17 de Abril, 2017 - 10:52
Apelidado de Ema, Lúdio recebeu R$ 1 milhão de caixa 2; defesa nega

O ex-vereador por Cuiabá Lúdio Cabral (PT) teria recebido R$ 1 milhão, por meio de caixa 2, durante a campanha ao governo em 2014. Sob o codinome “Ema”, o petista está na planilha da Odebrecht de contribuições ilegais para políticos. A informação é do jornal O Valor.

O intermediário do repasse, segundo a planilha, foi Edinho Silva que, à época, foi coordenador financeiro da campanha da ex-presidente da República Dilma Rousseff (PT)

Durante seis anos, de 2008 a 2014, a Odebrecht repassou cerca de R$ 246 milhões em forma de caixa 2 para centenas de políticos. A planilha foi entregue ao Ministério Público Federal pelo diretor do departamento de operações estruturadas, Benedicto  Junior. O setor era o centro de distribuição de propina da empreiteira.

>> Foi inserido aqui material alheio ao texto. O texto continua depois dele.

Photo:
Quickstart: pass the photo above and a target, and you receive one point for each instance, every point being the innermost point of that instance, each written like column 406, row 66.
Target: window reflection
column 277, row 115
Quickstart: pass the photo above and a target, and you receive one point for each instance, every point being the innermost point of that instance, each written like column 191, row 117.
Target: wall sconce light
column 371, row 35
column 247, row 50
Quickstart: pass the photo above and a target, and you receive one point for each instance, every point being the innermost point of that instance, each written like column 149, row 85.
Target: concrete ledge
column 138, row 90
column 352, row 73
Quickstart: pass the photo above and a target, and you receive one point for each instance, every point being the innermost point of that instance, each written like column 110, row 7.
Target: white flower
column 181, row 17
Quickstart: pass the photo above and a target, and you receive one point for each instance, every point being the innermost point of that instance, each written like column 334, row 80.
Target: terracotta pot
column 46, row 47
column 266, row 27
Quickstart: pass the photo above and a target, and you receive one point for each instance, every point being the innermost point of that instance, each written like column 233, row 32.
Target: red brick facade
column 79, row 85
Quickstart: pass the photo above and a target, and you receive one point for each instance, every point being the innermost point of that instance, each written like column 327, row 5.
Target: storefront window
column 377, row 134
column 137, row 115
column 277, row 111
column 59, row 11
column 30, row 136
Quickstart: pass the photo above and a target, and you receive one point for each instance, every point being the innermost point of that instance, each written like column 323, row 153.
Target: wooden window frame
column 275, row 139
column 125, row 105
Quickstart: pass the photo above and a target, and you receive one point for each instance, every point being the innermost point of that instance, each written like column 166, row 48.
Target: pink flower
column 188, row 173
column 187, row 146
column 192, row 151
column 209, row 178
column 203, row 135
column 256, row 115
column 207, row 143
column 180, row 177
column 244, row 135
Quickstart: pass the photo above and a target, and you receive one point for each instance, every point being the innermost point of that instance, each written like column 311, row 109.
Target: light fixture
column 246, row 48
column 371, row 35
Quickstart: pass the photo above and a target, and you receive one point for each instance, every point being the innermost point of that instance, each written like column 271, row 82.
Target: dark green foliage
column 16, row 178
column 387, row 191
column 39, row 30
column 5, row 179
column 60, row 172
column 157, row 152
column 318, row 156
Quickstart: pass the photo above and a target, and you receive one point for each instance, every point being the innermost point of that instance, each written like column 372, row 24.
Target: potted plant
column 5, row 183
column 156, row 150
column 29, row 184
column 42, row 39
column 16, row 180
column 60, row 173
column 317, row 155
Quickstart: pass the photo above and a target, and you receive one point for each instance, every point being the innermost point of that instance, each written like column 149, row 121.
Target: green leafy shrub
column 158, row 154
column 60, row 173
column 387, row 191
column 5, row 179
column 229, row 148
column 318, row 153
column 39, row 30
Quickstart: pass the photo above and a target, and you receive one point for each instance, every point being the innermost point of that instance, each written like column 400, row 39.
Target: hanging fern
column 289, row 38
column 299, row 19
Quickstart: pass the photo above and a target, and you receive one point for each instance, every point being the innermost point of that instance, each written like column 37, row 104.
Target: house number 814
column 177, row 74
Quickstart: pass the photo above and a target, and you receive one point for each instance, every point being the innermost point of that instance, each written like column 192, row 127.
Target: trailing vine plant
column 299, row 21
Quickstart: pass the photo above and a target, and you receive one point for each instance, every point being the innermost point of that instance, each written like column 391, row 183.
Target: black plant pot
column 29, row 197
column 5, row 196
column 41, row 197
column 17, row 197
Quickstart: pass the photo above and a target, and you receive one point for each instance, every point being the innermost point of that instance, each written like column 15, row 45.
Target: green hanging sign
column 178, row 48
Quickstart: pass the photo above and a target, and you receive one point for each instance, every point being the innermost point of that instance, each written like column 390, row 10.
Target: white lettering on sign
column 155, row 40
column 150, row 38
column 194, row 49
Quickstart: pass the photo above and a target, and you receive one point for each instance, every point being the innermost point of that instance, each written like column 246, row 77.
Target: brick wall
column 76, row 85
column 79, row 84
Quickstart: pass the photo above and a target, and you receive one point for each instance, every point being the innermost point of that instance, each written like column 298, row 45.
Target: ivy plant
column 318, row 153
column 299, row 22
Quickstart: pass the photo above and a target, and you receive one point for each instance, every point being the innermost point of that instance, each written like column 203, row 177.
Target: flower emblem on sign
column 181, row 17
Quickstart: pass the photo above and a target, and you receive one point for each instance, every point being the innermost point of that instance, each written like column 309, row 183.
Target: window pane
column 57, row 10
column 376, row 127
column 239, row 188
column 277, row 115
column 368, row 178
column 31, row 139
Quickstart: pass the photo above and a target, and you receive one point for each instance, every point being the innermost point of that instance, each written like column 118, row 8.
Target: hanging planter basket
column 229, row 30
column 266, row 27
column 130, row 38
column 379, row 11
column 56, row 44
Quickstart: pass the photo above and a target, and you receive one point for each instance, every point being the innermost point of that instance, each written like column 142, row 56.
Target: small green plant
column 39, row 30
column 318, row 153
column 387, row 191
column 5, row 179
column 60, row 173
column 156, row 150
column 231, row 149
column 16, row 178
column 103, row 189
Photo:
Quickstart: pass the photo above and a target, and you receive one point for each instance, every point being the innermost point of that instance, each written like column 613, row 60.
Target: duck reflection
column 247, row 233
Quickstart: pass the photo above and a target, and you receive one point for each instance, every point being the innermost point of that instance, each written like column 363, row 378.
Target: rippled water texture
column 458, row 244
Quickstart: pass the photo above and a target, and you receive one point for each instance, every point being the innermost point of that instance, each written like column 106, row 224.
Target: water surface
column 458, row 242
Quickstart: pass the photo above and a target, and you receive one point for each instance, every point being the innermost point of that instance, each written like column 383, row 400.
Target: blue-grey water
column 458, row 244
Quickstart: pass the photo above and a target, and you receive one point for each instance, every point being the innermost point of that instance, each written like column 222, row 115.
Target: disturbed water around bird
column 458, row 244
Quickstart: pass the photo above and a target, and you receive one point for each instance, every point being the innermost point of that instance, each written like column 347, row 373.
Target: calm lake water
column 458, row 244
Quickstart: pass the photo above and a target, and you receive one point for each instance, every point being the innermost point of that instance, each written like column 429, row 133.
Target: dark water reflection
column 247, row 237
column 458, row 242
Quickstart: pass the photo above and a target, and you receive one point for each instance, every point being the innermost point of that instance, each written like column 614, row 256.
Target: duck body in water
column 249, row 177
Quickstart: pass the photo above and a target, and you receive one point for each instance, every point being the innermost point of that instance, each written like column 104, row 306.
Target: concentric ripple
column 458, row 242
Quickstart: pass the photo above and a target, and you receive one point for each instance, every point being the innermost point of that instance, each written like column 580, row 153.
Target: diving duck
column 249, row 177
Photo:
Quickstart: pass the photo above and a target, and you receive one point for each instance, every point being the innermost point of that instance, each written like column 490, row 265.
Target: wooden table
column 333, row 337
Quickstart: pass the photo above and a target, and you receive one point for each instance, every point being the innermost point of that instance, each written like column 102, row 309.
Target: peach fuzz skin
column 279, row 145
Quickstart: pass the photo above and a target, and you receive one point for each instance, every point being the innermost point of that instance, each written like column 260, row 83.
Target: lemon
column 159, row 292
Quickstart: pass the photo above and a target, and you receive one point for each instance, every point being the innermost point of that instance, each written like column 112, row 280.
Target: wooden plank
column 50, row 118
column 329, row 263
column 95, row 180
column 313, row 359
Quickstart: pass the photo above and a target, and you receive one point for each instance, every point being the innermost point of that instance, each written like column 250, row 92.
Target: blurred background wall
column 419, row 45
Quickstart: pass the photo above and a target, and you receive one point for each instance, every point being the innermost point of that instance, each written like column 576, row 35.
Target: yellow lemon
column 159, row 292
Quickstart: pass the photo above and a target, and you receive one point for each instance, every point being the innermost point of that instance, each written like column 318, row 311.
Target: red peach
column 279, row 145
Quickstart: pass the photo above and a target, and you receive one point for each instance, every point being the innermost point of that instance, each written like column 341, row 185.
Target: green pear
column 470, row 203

Quando o nome de Lúdio veio à tona na lista da Lava Jato, o ex-vereador já havia cogitado que a petição da Procuradoria Geral da República se referia às eleições de 2014, haja vista que também foram citados na mesma documentação Edinho e o candidato a governador de Rondônia em 2014, Mariton Benedito de Holanda.

A defesa do ex-vereador, patrocinada por José do Patrocínio, explica que teve acesso aos vídeos e áudios do delator Alexandrino, mas, em nenhum momento, o ex-diretor da Odebrecht cita Lúdio. Por isso, o advogado pondera que é preciso saber se o Tribunal Regional Federal da 3ª Região, em Brasília, vai acatar abertura de investigação ou não.

Caso seja dado prosseguimento, o jurista terá acesso integral aos documentos. “O que podemos verificar até agora são especulações”, sustenta.